Starting point is 00:16:11 They weren't that involved in drafting it. Now, it's clear that this bill won't clear 60 votes in the Senate in its current form. So this bill is probably lighter touch than can actually become law this Congress. This is almost certainly the bill with the best chance of becoming law before the 2024 presidential election scrambles the board. Even in its current form, it's not everything the industry wants. and the SEC will likely oppose it as they are now opposing all legislation. So we all face a time of choosing. For the industry, Congress, and regulators. This bill will have a tough path to become law, as all bills do.

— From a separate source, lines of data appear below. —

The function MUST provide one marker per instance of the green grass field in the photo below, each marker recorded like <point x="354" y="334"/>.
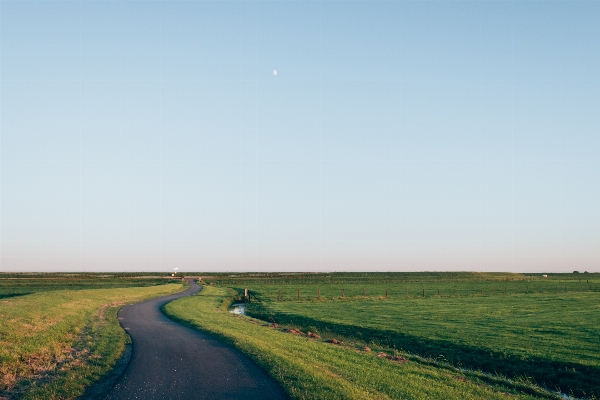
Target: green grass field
<point x="527" y="328"/>
<point x="56" y="341"/>
<point x="312" y="369"/>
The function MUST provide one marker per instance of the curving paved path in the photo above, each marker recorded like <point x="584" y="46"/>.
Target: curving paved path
<point x="171" y="361"/>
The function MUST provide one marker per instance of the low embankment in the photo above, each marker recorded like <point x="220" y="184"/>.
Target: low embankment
<point x="311" y="368"/>
<point x="53" y="344"/>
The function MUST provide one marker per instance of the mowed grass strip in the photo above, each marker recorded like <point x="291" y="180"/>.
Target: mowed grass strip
<point x="55" y="344"/>
<point x="548" y="338"/>
<point x="312" y="369"/>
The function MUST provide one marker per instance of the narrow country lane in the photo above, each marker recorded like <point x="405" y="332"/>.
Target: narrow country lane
<point x="171" y="361"/>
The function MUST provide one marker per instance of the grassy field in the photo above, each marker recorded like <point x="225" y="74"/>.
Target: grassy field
<point x="312" y="369"/>
<point x="528" y="328"/>
<point x="55" y="343"/>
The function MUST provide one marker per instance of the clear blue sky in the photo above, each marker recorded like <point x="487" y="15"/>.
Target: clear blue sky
<point x="404" y="135"/>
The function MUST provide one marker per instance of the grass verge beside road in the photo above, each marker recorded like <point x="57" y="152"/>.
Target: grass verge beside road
<point x="312" y="369"/>
<point x="545" y="338"/>
<point x="54" y="344"/>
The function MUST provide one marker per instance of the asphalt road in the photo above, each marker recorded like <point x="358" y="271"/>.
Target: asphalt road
<point x="171" y="361"/>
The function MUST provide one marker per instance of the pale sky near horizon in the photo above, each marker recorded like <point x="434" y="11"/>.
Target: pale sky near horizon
<point x="395" y="136"/>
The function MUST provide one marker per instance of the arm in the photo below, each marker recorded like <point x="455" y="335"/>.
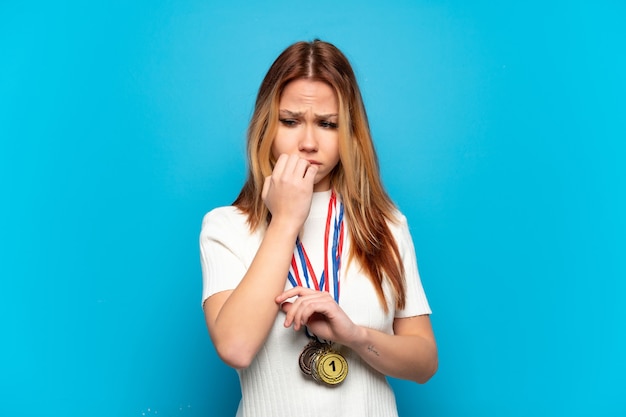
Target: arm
<point x="410" y="353"/>
<point x="240" y="320"/>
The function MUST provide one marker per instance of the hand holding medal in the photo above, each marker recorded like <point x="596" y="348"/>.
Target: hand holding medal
<point x="317" y="304"/>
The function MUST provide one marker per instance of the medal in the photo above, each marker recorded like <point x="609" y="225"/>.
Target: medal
<point x="322" y="363"/>
<point x="319" y="360"/>
<point x="307" y="355"/>
<point x="331" y="367"/>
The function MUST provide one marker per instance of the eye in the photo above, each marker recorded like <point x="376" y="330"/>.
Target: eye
<point x="327" y="124"/>
<point x="288" y="122"/>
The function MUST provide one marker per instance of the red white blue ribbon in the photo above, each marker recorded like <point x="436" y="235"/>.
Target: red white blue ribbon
<point x="301" y="272"/>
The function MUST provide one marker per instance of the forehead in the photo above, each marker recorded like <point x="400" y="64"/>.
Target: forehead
<point x="303" y="93"/>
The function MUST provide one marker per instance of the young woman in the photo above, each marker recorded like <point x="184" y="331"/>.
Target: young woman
<point x="311" y="289"/>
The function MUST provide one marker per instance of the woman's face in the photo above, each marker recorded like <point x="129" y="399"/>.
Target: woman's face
<point x="308" y="117"/>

Starting point is 00:16:42 2025 may result in a more favorable Congress to crypto, of course, but elections are always uncertain. Democrats should also be thinking that this may be their best chance to legislate on crypto. If courts do find against key agencies in some cases, this bill may end up being far tougher than anything that could pass into law in the next decade. Overall, the McHenry Thompson bill is a strong effort at crafting a comprehensive regulatory regime for crypto. All right, guys, so that is our kickoff of our coverage on this bill. There are exactly two types of legislation that get introduced in the U.S., legislation that never
Starting point is 00:17:15 has any intent of going anywhere, and is really just meant for a politician to state their claim in a particular area, to plant their flag, and then legislation that people actually want to pass in some form or another. The vast, vast majority of the bills that we see that relate to the bill that we see that relate to crypto, even from our allies, are flag planters, our waymarkers of key issues. This one doesn't feel like that. This one feels like a thing that they actually want past. One of the things that I'll be watching is to see how Lummis and Jillabrand in the Senate pick up the mantle here. Will they combine this with their Responsible Financial Innovation Act in some way? And of course, we still need to see what the
Starting point is 00:17:50 first response from Democrats will be. It's hard to identify exactly the areas that they might have issues with. But all of that is likely to arrive in the weeks to come. So for now, thanks again to Justin Slaughter, to Gabriel Shapiro, and to all the legal minds who are helping us interpret all this stuff. Thanks to you guys for listening. And until tomorrow, be safe and take care of each other. Peace.